The Supreme Court late Friday rejected a bid that it block California from limiting the number of people allowed to attend religious services during the novel coronavirus pandemic.
Chief Justice John Roberts joined the court’s liberal minority to vote 5-4 in favor of denying an application for injunctive relief that aimed to overturn attendance caps recently imposed on religious services within the state to help slow the spread of COVID-19, the contagious disease caused by the coronavirus.
“Although California’s guidelines place restrictions on places of worship, those restrictions appear consistent with the free exercise clause of the First Amendment,” Chief Justice Roberts, an appointee of former President George W. Bush, wrote in an opinion concurring with the court’s ruling.
“Similar or more severe restrictions apply to comparable secular gatherings, including lectures, concerts, movie showings, spectator sports and theatrical performances, where large groups of people gather in close proximity for extended periods of time,” he added. “And the order exempts or treats more leniently only dissimilar activities, such as operating grocery stores, banks and laundromats, in which people neither congregate in large groups nor remain in close proximity for extended periods.”

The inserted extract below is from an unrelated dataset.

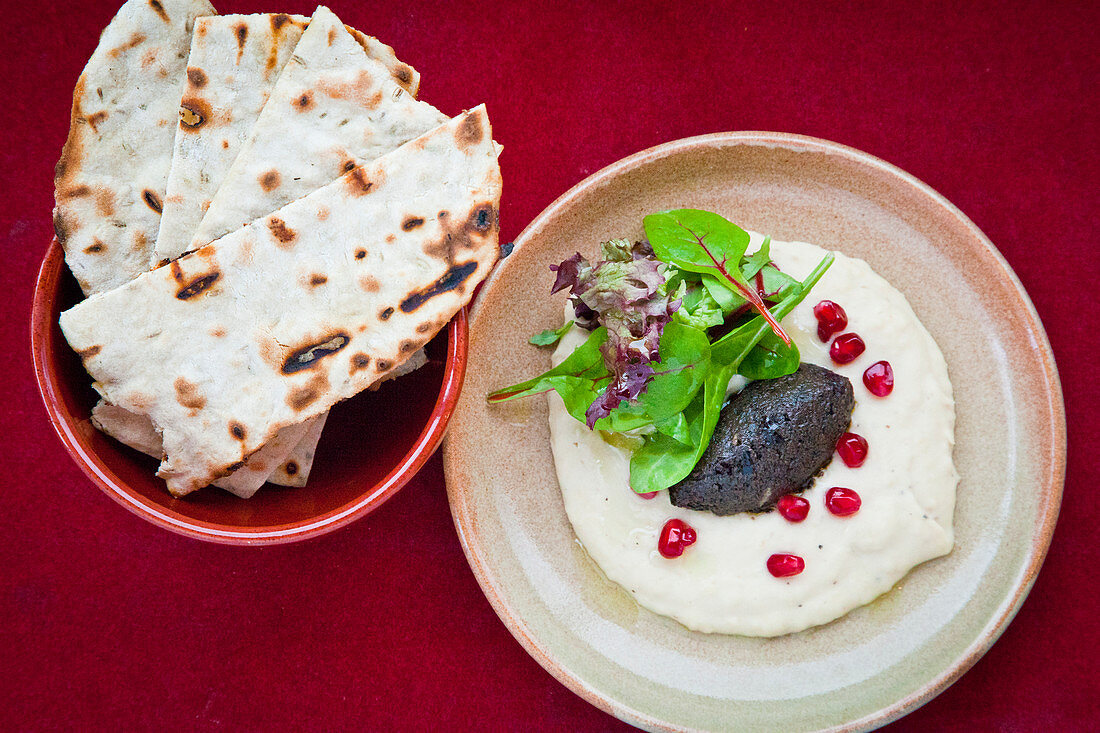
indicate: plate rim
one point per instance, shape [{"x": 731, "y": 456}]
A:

California was the first state in the country to impose travel and business restrictions in response to the coronavirus pandemic, which has killed more than 100,000 people across the U.S. since the first domestic cases were confirmed in January.
Lawyers representing South Bay United Pentecostal Church in Chula subsequently took issue with a statewide restriction limiting attendance at places of worship, which is currently capped at 25% of building capacity or a maximum of 100 people, and last week filed an emergency appeal asking the high court to intervene.

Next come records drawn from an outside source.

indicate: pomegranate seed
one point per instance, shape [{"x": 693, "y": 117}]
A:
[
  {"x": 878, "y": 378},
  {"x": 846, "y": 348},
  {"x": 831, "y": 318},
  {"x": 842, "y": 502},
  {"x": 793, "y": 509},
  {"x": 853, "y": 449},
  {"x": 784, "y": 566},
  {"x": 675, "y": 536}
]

“The precise question of when restrictions on particular social activities should be lifted during the pandemic is a dynamic and fact-intensive matter subject to reasonable disagreement,” Justice Roberts wrote for the court. “Our Constitution principally entrusts ‘the safety and the health of the people’ to the politically accountable officials of the states ‘to guard and protect.’”
Justice Brett M. Kavanaugh, an appointee of President Trump’s, wrote in the dissenting opinion that he believed California’s order was unconstitutional.
“California’s latest safety guidelines discriminate against places of worship and in favor of comparable secular businesses. Such discrimination violates the First Amendment,” he wrote.
“California already trusts its residents and any number of businesses to adhere to proper social distancing and hygiene practices,” he added. “The state cannot assume the worst when people go to worship but assume the best when people go to work or go about the rest of their daily lives in permitted social settings.”